Could REM Sleep Disorder put your loved one in jail?

Adam Kearns talks to KATU »Play Video
Adam Kearns talks to KATU about the nightmare he has faced since just before he was diagnosed with REM Behavior Disorder.

KEIZER, Ore. – Sleep disorders can go far beyond snoring and nightmares. Indeed, one Oregon family says that it's because of a recently-diagnosed sleep disorder that they're now living a nightmare. 

On Monday, Dr. Oz, who gives medical advice on a popular TV show, devoted a segment of his show to sleep disorders that can be dangerous. One of those conditions is REM Behavior Disorder.

"Normally during REM sleep your body becomes paralyzed," the show reported. "But this disorder short circuits the brain and the sleeper acts out the dreams: yelling, thrashing and even punching."

Local woman Randi Kearns watched that episode, and called KATU to tell us about the court battle she's now having to face because of her husband's REM sleep disorder.

Police arrested her husband, Adam Kearns, Feb. 20 for domestic violence after he punched her three times in the face. However, Adam – and Randi – say he was fast asleep.

Since the incident, Adam Kearns has been ordered by a judge not to have contact with his wife, Randi. The two have three boys, and have been living apart now for two months.

"Every day that I can't see her – it just (long pause) ..." Adam said. "She's my soul mate."

Adam said he still does not remember anything about those punches, was recently diagnosed with a "probable case" of REM Behavior Disorder. He has no previous criminal record.

Now Adam says it's destroying him that he can't see his wife. After all, they've been married 10 years and even his wife says – until this bizarre incident – he had never hurt her and never, intentionally, would.

He said it's frustrating that authorities don't believe him when it comes to this newly-diagnosed condition. "You can only tell somebody something so many times," he told us on Tuesday.

Randi said she was awake the night Adam punched her, having woken to the sound of her son crying. As she was getting out of bed Adam jumped up and punched her one, two, three times in the face ... and then fell back asleep.

Her parents, who were living with the couple at the time, said they ran into the room to find Adam snoring.

However, when they called an ambulance to tend to Randi's face, that's when things took an even bigger turn for the worse, the family says.

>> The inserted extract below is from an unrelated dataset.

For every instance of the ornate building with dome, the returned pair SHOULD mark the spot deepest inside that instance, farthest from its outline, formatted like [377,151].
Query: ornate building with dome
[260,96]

In Oregon, medical personnel are what is known as "mandatory reporters." That means they are required by Oregon law to report any domestic incidents involving violence to police.

Once Keizer police were notified, they say they are required – also under Oregon law – to make at least one arrest if an assault had occurred between household members. 

Adam has also been put on paid administrative leave from his job as a computer technician at the Department of Human Services.

Domestic abuse victim advocates laud the Oregon laws as a way to protect those who have been abused who are unable to stand up against their abuser.

Adam and Randi Kearn, however, say they're living proof that laws meant to protect the innocent also can hurt them.